Tax tip: ProofSnap is a deductible business expense for law firms and professional services — making it effectively free for tax purposes. Consult your accountant for details specific to your jurisdiction.
Practice Areas Where This Matters Most
- Family law — Social media posts, dating profiles, and messages that get deleted once litigation begins
- Employment law — Internal communications, policy pages, and job postings that change after a complaint is filed
- IP and trademark — Infringing product listings, counterfeit websites, and brand abuse on marketplaces
- Insurance defense — Claimant social media activity contradicting injury claims
- Defamation — Online posts, reviews, and comments that get edited or deleted
- Real estate disputes — Property listings with misrepresentations, Airbnb disputes, HOA violations
- Compliance — Website terms, cookie banners, and privacy policies that need to be documented at a specific point in time
Frequently Asked Questions
Are screenshots admissible as evidence in court?
Screenshots are increasingly challenged. Under FRE 901(b)(9), digital evidence must be authenticated through a verifiable process. A plain screenshot has no timestamp verification, no integrity proof, no metadata, and no chain of custody. Courts in US v.
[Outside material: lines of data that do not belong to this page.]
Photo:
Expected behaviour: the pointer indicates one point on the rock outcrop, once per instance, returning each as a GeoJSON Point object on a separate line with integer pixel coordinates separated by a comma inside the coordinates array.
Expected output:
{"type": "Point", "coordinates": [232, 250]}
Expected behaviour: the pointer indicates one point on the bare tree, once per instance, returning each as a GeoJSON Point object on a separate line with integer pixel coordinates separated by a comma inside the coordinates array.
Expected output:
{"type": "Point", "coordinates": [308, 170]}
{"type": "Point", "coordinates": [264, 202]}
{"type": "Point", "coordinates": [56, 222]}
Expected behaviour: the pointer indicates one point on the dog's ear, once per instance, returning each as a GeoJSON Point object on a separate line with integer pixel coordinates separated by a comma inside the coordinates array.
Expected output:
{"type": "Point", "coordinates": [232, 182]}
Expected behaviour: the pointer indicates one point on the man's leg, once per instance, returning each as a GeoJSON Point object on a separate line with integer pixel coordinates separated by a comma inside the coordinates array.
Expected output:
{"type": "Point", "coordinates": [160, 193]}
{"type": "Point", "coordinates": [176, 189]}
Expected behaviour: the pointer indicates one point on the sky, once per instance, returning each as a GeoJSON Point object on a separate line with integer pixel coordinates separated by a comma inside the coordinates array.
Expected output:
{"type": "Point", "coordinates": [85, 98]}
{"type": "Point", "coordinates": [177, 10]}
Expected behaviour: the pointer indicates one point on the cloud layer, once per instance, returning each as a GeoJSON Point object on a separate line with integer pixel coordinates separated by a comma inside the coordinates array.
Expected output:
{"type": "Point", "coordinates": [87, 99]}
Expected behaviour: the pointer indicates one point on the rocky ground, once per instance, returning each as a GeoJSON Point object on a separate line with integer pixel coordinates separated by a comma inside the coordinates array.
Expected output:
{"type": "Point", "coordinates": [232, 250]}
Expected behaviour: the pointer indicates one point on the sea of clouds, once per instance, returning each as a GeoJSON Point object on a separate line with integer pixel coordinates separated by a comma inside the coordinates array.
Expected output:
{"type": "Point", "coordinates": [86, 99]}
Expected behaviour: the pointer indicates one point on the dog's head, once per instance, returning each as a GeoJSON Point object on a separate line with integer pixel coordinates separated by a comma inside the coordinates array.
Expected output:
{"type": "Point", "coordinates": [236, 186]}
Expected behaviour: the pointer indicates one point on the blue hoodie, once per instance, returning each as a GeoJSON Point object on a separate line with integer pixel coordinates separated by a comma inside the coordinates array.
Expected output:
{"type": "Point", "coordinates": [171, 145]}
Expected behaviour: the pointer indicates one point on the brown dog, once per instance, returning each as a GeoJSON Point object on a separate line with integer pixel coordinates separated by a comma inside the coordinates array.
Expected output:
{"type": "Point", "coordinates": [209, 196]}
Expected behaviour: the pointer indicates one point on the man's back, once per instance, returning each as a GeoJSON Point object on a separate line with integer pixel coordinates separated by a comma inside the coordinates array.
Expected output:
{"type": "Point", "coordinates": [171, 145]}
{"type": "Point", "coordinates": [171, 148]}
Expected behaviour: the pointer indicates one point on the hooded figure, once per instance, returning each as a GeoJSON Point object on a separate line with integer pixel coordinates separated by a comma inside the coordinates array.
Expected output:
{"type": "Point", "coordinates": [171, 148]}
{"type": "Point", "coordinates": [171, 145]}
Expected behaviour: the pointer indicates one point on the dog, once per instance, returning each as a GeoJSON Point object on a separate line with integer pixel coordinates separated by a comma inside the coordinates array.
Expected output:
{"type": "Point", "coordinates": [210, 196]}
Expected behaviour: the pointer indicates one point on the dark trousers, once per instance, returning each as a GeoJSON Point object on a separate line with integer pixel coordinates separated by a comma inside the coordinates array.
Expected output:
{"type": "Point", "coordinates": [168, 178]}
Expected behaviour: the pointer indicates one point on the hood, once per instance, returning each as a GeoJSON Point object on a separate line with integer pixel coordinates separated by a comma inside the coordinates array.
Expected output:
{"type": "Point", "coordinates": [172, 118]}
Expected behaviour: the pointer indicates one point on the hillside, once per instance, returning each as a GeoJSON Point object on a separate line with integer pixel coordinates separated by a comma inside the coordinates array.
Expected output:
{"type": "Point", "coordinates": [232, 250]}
Vayner, Griffin v. State, and Lorraine v. Markel have excluded or questioned screenshot evidence for failing authentication standards.
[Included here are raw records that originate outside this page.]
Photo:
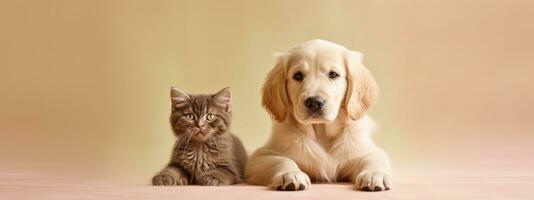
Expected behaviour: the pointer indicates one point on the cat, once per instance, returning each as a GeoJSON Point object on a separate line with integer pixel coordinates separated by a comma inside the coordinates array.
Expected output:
{"type": "Point", "coordinates": [205, 152]}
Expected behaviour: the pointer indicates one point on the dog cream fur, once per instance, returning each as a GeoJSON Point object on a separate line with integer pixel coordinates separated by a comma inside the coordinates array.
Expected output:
{"type": "Point", "coordinates": [335, 146]}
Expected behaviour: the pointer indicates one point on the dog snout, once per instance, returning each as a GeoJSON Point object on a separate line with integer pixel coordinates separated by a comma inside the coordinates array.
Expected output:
{"type": "Point", "coordinates": [314, 103]}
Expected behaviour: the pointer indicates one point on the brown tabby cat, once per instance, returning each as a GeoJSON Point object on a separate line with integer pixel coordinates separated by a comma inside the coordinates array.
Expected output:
{"type": "Point", "coordinates": [205, 153]}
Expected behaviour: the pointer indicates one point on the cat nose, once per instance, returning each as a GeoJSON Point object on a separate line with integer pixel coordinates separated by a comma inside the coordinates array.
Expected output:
{"type": "Point", "coordinates": [200, 123]}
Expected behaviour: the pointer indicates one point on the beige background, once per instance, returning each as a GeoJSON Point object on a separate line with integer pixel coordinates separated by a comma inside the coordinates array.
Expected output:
{"type": "Point", "coordinates": [84, 84]}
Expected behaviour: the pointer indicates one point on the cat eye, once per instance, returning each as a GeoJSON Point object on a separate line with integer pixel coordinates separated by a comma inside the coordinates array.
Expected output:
{"type": "Point", "coordinates": [210, 117]}
{"type": "Point", "coordinates": [298, 76]}
{"type": "Point", "coordinates": [333, 75]}
{"type": "Point", "coordinates": [190, 117]}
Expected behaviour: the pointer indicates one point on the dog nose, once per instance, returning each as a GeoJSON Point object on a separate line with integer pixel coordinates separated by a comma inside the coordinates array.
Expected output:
{"type": "Point", "coordinates": [315, 103]}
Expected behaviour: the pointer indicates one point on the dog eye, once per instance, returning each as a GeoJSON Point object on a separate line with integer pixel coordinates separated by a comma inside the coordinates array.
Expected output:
{"type": "Point", "coordinates": [333, 75]}
{"type": "Point", "coordinates": [298, 76]}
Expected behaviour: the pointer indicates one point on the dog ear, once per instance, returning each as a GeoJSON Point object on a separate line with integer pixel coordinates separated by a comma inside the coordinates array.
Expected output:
{"type": "Point", "coordinates": [362, 89]}
{"type": "Point", "coordinates": [274, 92]}
{"type": "Point", "coordinates": [178, 97]}
{"type": "Point", "coordinates": [223, 98]}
What makes digital evidence admissible in court?
Admissible digital evidence requires: a cryptographic hash proving integrity (SHA-256), an independent timestamp (blockchain or eIDAS qualified), chain of custody documentation per ISO/IEC 27037, and a verification process that can be independently audited. ProofSnap creates evidence packages meeting all of these requirements, with open-source verification.
Can opposing counsel verify ProofSnap evidence independently?
Yes. The verification tool is open source (MIT license). Opposing counsel's forensic expert can download the code, audit every line, and run verification independently without any connection to ProofSnap. This eliminates the "trust the vendor" objection entirely.
Does ProofSnap work for WhatsApp and social media evidence?
Yes. ProofSnap has dedicated capture logic for WhatsApp Web, Telegram Web, Discord, Slack, and Facebook Messenger. Using the web version of these apps (rather than phone screenshots) captures full HTML, metadata, and TLS certificate information — producing a significantly stronger evidence package than a phone screenshot.
How does ProofSnap compare to Page Vault?
Page Vault costs approximately $195/month and sends your data to their servers. ProofSnap starts at $8.99/month, processes everything locally in your browser, and includes blockchain timestamps, eIDAS qualified timestamps, and open-source verification — features Page Vault does not offer. See the full comparison table above.
Is the evidence valid in the EU?
Yes. ProofSnap includes eIDAS qualified timestamps issued by an EU-accredited Trust Service Provider under Regulation 910/2014. These timestamps are legally valid across all 27 EU member states. The evidence package also complies with ISO/IEC 27037:2012 for chain of custody.
Related Articles
The Bottom Line
If you are still using screenshots as evidence, you are one objection away from having critical evidence excluded. The standard has moved beyond "print screen and pray."
A proper evidence package — with cryptographic hashes, independent timestamps, chain of custody, and verification that anyone can run independently — is what courts expect in 2026. It is also what protects your client and your credibility as counsel.
The verification tool is open source because evidence integrity should not depend on trusting a vendor. It should be provable.